Из груди рвался отчаянный крик. Но старик ждал ответа, хватался за спасительную ниточку надежды, что все это неправда, и девушка разыгрывает его. Вот, сейчас. Вот. Сейчас она рассмеется, и вместе продолжат путь. А там...
– Родитель мой, Гордибор-кузнец, Яромилой назвал. Деда, может знахаря позвать? На тебе лица нет, – ответила девушка, суетясь возле старика.
– Не надо, Яромилушка. Ты иди домой, а я посижу немного, охолону да и пойду потихоньку дальше. Кланяйся отцу, немало мы с ним игрищ провели, а на кулачках всегда спина к спине стояли. Иди, девица, иди, – бормотал старик, голова опускалась всё ниже.
Птичка на плече огорченно выводила трели, словно утешая старика.
– Так ли всё хорошо, дедушка? – Яромила дождалась кивка и снова спросила. – А от кого поклон-то передавать?
– Скажи, что от Светозара, – улыбнулся старик.
Горечи в этой улыбке было больше, чем в кусте буйной полыни.
Девушка оставила сидящего старика и побежала домой, все же намереваясь позвать знахаря.

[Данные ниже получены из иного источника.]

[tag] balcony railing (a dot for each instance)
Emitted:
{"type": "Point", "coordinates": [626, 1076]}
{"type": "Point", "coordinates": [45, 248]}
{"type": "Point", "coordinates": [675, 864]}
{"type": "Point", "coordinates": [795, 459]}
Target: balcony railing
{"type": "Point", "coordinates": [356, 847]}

Мимо пролетал чертополох, васильки берегли лохматые головки от босых ступней. Яромила торопилась, репей впивался в подол, одуванчики осыпали мелкими пушинками.
На горизонте показалась деревня, когда она неожиданно остановилась.
Светозар!
Именно так звали того пастуха!
А она своими словами...
Девушка бросилась назад.
Издалека слышны отчаянные соловьиные трели. Утес. Седовласая фигура на вершине. Она не успевала.
Дыхания не хватало, чтобы окрикнуть.